Cette année, les vendanges en Champagne font une nouvelle fois scandale ! » dénonce la CGT,
rapportant des cas « d’hébergement insalubres, des campements dans les bois, sans eau, sans électricité,
sans toilette, sans douche et en plus sans paye ».

Que risquent les logeurs et les employeurs ?

Depuis 2018, « les hébergements collectifs des vendangeurs font l’objet systématique de contrôles, atteste la préfecture de la Marne. Les années précédentes, les injonctions de relogement effectuées par les inspecteurs du travail avaient suffi à faire cesser les infractions. (…) Outre la demande de fermeture administrative, les inspecteurs du travail ont la possibilité de demander le prononcé d’amendes administratives pour les non-conformités constatées dans les hébergements. » Ces amendes peuvent s’élever à plusieurs milliers d’euros par saisonnier hébergé.
Dans les cas les plus graves, « les inspecteurs peuvent transmettre un procès-verbal relevant le délit d’hébergement incompatible avec la dignité humaine au procureur de la République qui décidera d’engager ou non des poursuites ».

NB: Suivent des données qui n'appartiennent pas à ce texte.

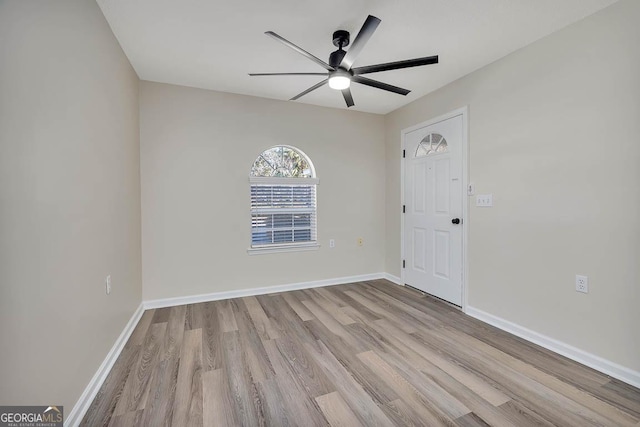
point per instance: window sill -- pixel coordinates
(280, 249)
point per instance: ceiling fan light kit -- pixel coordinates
(340, 73)
(339, 80)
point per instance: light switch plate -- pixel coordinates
(484, 200)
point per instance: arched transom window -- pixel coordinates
(283, 200)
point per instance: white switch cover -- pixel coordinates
(484, 200)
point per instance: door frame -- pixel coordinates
(464, 112)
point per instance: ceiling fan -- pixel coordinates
(340, 73)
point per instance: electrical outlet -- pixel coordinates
(484, 200)
(582, 284)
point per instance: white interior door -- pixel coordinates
(433, 218)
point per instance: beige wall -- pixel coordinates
(555, 136)
(69, 198)
(197, 147)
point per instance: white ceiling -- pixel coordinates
(213, 44)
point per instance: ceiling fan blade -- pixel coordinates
(312, 88)
(347, 97)
(288, 74)
(396, 65)
(300, 50)
(369, 26)
(380, 85)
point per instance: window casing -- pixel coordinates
(283, 201)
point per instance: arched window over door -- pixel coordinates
(283, 201)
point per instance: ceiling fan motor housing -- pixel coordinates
(340, 39)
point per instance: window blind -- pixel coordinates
(283, 214)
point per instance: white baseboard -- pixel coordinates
(89, 393)
(394, 279)
(215, 296)
(598, 363)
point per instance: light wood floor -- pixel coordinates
(365, 354)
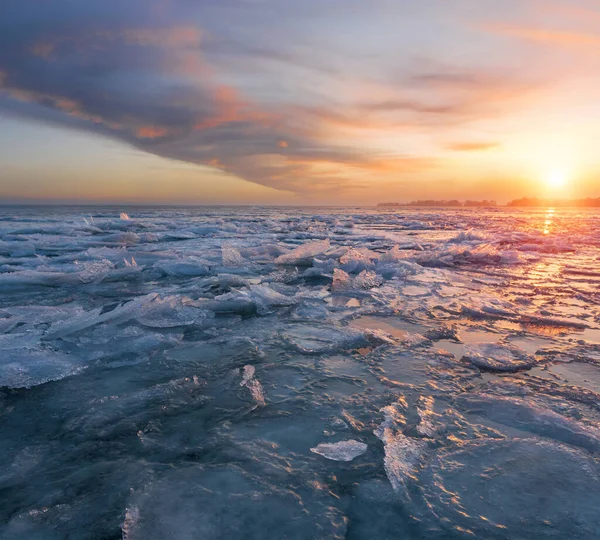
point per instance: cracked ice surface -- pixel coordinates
(171, 373)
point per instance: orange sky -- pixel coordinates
(275, 103)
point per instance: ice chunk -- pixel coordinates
(524, 415)
(403, 457)
(355, 261)
(231, 256)
(25, 367)
(190, 267)
(341, 281)
(252, 384)
(493, 357)
(169, 312)
(267, 298)
(95, 272)
(91, 318)
(320, 339)
(304, 254)
(340, 451)
(520, 488)
(367, 280)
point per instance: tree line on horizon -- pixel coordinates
(527, 202)
(589, 202)
(444, 203)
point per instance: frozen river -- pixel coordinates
(280, 373)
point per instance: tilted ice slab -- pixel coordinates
(493, 357)
(519, 489)
(190, 267)
(340, 451)
(28, 367)
(304, 254)
(309, 339)
(527, 416)
(119, 314)
(249, 381)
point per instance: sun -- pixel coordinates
(557, 179)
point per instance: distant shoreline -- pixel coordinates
(525, 202)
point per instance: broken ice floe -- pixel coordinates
(494, 357)
(340, 451)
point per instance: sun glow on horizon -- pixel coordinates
(557, 179)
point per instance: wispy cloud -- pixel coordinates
(473, 146)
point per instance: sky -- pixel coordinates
(298, 102)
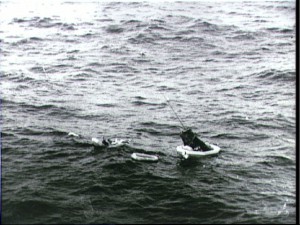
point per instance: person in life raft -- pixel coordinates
(190, 138)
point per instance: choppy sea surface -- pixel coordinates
(106, 69)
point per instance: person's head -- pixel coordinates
(187, 135)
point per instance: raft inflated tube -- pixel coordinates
(144, 157)
(187, 151)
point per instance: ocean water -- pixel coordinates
(106, 69)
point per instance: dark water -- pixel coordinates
(101, 69)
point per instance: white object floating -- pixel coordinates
(118, 142)
(144, 157)
(73, 134)
(186, 151)
(96, 140)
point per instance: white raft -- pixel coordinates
(144, 157)
(187, 151)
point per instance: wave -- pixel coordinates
(276, 75)
(114, 29)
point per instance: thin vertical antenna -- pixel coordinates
(174, 112)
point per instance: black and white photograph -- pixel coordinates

Les poursuites peuvent être engagées aussi bien contre l’employeur que contre le logeur. La « traite des êtres humains » est punie de sept ans d’emprisonnement et de 150 000 euros d’amende.

Des donneurs d'ordres non reconnus responsables

Lors de la commission permanente de rentrée des élus régionaux, le 22 septembre à Strasbourg, le président champenois du Grand Est Franck Leroy (centre droit) s’est exprimé sur les polémiques déclenchées par les dernières vendanges. Tandis que l’élue vosgienne de gauche Sandra Blaise attirait son attention sur des « vendangeurs étrangers réduits à l’état d’esclavage », notamment à Nesle-le-Repons, l’ancien maire d’Epernay dénonçait le « trafic ignoble » d’un « certain nombre d’entrepreneurs véreux qui profitent du malheur des gens », et qualifiait ces prestataires de « salopards » et de « voyous » qui devaient être « arrêtés et condamnés ». Avec 120 000 vendangeurs nécessaires à cette période, « c’est malheureusement assez facile pour ces intermédiaires de recruter des gens et de les emmener en Champagne », a renchéri Franck Leroy, qui a rappelé avoir été confronté à une telle situation quand il était maire d’Epernay : « 45 Bulgares logés dans deux appartements dans des conditions immondes, c’est de l’exploitation ! » S’ils ne sont le fait que d’une « infime minorité », ces scandales font « énormément de bruit » et « reviennent chaque année », ce qui « salit l’image » de la Champagne, a-t-il déploré. Mais alors que Sandra Blaise réclamait que les maisons de champagne prennent « leurs responsabilités », il les a dédouanées : « Ce n’est pas de leur faute. Aucune grande maison de champagne n’a été mise en cause… »
Les poursuites judiciaires visent en effet majoritairement des sociétés prestataires de service : les donneurs d’ordres, c’est-à-dire les exploitants viticoles qui les emploient, ne sont pas tenus solidairement responsables des infractions aux textes de loi en vigueur – et, tant que cela sera le cas, la situation ne changera pas. Ainsi, en 2022, un couple de cogérants d’une société de prestations viticoles a été condamné en appel à trois ans de prison, dont un an ferme, pour « traite d’êtres humains » lors de vendanges à Oiry en 2018 ; mais le responsable de la maison de champagne Veuve Clicquot (groupe LVMH), également mis en cause, a quant à lui été relaxé.
La CGT a organisé, début octobre, une manifestation devant les locaux du SGV à Epernay. Elle veut que les affaires de traite d’humains des dernières vendanges servent de leçons et fassent évoluer la législation. « Ce qui se passe dans la Marne, ça a lieu ailleurs, soutient un délégué syndical. En Côte-d’Or, ils ont eu des problèmes aussi avec des campements immondes. Chez nous, des vendangeurs ont été maltraités, pas payés et logés dans des conditions indignes. (…) Aujourd’hui, les donneurs d’ordres se déchargent sur les prestataires et ne sont jamais inquiétés par la justice. Il faut avancer sur cette question. Mais il faut avoir la volonté, en Champagne, de le faire. »
Au final, qui « salit l’image du champagne » sinon, en premier lieu, des capitalistes ?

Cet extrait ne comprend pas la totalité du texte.